Sterling falls against the euro for the first time since Wednesday as data out of the United Kingdom showed that the budget deficit widened and consumer confidence falls below expectations, indicating that the economy is still on shaky ground. The pound weakened against peers late in the week, but the currency was still able to gain at least .5 percent against all 16 major peers this month after Bank of England (BoE) Governor Mark Carney said that an appreciating currency could hurt the recovery.
“We’re coming out of the recession with an already very wide deficit,” said Ian Stannard, head of European FX strategy at Morgan Stanley. Stannard sad that if the deficit continues to widen from current levels that the outcome will cause the Sterling to drag. According to the Office of National Statistics, the UK budget deficit widened out to £16.5 billion versus £15.6 billion the year earlier. As traders and analysts become bullish on the UK recovery, the consumer-sentiment index fell from negative 12 to negative 13. Forecasts were predicting a tick upwards to negative 11.
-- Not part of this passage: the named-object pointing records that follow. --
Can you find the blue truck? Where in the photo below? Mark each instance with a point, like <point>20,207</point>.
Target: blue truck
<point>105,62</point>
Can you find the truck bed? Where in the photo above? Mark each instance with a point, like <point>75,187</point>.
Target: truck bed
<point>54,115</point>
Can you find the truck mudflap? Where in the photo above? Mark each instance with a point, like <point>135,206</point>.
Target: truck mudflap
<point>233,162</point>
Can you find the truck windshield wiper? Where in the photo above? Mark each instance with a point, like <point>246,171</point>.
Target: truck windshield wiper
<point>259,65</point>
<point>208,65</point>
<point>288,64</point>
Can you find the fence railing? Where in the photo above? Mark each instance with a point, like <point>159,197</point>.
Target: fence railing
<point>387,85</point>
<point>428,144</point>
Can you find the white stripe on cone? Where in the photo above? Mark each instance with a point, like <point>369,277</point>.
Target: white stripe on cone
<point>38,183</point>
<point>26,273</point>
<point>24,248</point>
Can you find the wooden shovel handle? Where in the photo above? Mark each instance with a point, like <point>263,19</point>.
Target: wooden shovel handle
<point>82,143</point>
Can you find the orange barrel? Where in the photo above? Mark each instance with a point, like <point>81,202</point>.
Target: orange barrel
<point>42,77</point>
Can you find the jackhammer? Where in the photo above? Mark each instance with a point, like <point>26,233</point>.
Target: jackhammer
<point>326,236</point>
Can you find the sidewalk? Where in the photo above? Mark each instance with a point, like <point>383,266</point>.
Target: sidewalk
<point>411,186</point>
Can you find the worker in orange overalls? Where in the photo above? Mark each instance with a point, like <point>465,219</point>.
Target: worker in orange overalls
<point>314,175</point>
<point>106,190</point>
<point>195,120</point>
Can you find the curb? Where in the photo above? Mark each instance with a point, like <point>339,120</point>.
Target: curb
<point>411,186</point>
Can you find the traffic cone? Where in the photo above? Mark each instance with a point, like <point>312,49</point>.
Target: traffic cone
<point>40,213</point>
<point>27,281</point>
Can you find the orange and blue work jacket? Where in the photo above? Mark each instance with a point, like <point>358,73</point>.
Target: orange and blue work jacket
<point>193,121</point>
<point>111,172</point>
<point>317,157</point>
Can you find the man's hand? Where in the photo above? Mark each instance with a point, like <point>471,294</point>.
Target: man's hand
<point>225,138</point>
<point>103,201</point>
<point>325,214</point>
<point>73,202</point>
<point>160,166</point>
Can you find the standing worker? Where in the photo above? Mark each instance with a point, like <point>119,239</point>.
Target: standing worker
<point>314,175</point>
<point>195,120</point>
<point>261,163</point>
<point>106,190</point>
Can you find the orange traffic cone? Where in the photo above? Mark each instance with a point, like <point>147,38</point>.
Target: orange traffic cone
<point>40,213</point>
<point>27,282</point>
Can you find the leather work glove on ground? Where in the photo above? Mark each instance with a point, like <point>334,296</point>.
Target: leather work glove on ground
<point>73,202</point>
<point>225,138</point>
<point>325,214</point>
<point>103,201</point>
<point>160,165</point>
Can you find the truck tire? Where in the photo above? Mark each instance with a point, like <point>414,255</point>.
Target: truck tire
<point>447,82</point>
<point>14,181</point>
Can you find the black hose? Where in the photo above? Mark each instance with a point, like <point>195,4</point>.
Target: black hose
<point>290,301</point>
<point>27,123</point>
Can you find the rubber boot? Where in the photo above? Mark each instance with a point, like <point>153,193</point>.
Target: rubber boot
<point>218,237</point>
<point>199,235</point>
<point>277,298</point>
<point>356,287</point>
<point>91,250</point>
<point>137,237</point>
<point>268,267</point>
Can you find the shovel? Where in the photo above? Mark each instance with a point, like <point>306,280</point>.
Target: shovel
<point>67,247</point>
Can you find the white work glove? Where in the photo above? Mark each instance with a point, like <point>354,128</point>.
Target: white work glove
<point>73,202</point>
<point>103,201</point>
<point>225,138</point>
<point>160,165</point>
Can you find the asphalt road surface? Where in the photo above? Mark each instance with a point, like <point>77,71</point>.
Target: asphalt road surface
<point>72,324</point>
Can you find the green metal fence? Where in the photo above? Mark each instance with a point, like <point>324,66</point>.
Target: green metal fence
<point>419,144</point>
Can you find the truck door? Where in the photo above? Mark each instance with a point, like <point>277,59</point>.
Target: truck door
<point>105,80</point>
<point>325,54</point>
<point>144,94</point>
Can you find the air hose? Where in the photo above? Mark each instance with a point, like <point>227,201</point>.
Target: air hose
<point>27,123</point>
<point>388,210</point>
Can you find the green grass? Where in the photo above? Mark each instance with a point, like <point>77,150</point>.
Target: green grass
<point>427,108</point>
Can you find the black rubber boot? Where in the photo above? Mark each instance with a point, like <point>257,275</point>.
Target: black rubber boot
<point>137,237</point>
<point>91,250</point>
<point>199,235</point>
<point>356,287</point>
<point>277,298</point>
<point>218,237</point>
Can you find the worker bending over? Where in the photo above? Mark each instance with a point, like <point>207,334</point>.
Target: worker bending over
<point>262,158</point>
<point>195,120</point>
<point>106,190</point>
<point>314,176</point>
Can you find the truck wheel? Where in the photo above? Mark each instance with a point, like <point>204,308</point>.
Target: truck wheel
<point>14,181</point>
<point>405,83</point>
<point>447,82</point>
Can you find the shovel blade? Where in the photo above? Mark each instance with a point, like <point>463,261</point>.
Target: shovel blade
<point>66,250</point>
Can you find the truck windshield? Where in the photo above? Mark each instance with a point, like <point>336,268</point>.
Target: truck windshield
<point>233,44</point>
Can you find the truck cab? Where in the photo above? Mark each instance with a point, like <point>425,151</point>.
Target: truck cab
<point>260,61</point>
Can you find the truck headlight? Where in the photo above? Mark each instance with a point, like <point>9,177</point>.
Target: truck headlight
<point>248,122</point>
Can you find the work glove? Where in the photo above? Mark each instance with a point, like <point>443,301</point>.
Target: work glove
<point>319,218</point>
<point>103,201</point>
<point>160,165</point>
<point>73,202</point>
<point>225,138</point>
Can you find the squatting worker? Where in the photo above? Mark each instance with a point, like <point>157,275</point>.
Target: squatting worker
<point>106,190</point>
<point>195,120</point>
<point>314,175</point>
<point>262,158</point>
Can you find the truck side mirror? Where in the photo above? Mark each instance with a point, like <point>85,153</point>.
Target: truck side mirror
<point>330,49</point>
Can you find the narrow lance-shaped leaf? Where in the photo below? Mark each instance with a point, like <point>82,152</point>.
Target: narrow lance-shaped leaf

The EURGBP has been in decline since reaching an established supply zone on the daily chart near .8750, and price has been contained by a descending trend line. Price action found support at .8330, while additional support lies at .8300 and .8250. The upside is likely to be contained fundamentally as the UK data has overshadowed the eurozone data, but the pound is looking for a near-term pullback after gaining four percent over the last few months.
The 20 EMA contained further movement upwards at .8380, with the 50, 72, and 200 EMA creating a layered resistance before reaching the descending trend line.